Sometimes these days when I first awake, when the room is still dark and shadowy, I find I do not always know where I am. I try not to let this bother me. The home is still new, my little cell here is new. Not remembering this place right out of sleep is no doubt a good idea.
But here is what I worry about—not that I might wake forgetting where I am, but that one day I also might forget who. Well no, not who, that is not yet the case. I know of course who I am. But some mornings now when I arise, just for a moment or two, I cannot put a name to me. Oddly I cannot recall what I am called.
Which is not as alarming as it might sound. It has not, for example, been the case every day, since I do not at first always need to address me. Still, waking and finding myself in the home can sometimes come as a shock, and when it does, for grounding, I suppose—not a bad plan for anyone really, past a certain age—I say my name aloud. “Well yes, here you are again, Lydia,” I say. “Here you are, Lydia H. Langdon.” It’s only disturbing when the name does not come.
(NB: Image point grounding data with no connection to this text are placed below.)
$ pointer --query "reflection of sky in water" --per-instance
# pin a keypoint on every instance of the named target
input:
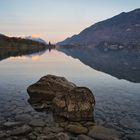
(114, 97)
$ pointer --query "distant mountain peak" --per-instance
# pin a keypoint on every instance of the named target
(123, 28)
(35, 37)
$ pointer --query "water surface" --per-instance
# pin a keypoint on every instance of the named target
(117, 101)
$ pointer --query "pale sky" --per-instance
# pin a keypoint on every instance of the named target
(55, 20)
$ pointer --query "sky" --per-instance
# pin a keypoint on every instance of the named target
(55, 20)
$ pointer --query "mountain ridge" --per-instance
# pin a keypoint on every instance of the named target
(123, 28)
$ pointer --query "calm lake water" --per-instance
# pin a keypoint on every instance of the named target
(117, 101)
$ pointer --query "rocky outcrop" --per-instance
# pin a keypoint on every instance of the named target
(49, 87)
(68, 101)
(76, 105)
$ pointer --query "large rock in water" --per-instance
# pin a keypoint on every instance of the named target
(76, 105)
(68, 101)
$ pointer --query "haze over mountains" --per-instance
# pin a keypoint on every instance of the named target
(38, 39)
(122, 29)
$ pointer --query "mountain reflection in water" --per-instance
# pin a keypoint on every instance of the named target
(120, 64)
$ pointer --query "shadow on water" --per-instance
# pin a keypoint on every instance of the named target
(120, 64)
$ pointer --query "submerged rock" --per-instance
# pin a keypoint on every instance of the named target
(102, 133)
(76, 105)
(68, 101)
(76, 129)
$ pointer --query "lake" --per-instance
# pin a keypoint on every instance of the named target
(117, 100)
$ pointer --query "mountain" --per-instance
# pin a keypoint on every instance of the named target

So this is what I do next. I lie in my bed and I wait. I tell myself that once it is light out, as soon as this room becomes clear, so will all the rest. It is just that I’m not yet awake.
Besides which, if after a little while more I still cannot think of my name, which hasn’t, I repeat, happened yet, I know I have it written down. I can check for it in my address book.
Not everyone keeps an address book, I know. It’s considered old fashioned, I’m told. But I am old fashioned, well old. So I keep an address book and I keep it handy, on the stand by my phone next to my bed. Then just to make sure I’ve covered my tracks, I don’t list my name in the alphabetized part, where others might find it and think it odd. Rather, should I one day need a reminder, I’ll know to turn to the front cover bookplate— “If found, return to owner”—and look for the name written in below.
It does not bother me, this little deceit. Well done, Lydia, I must say. But how strange that will be, I must also say, needing to be found and returned.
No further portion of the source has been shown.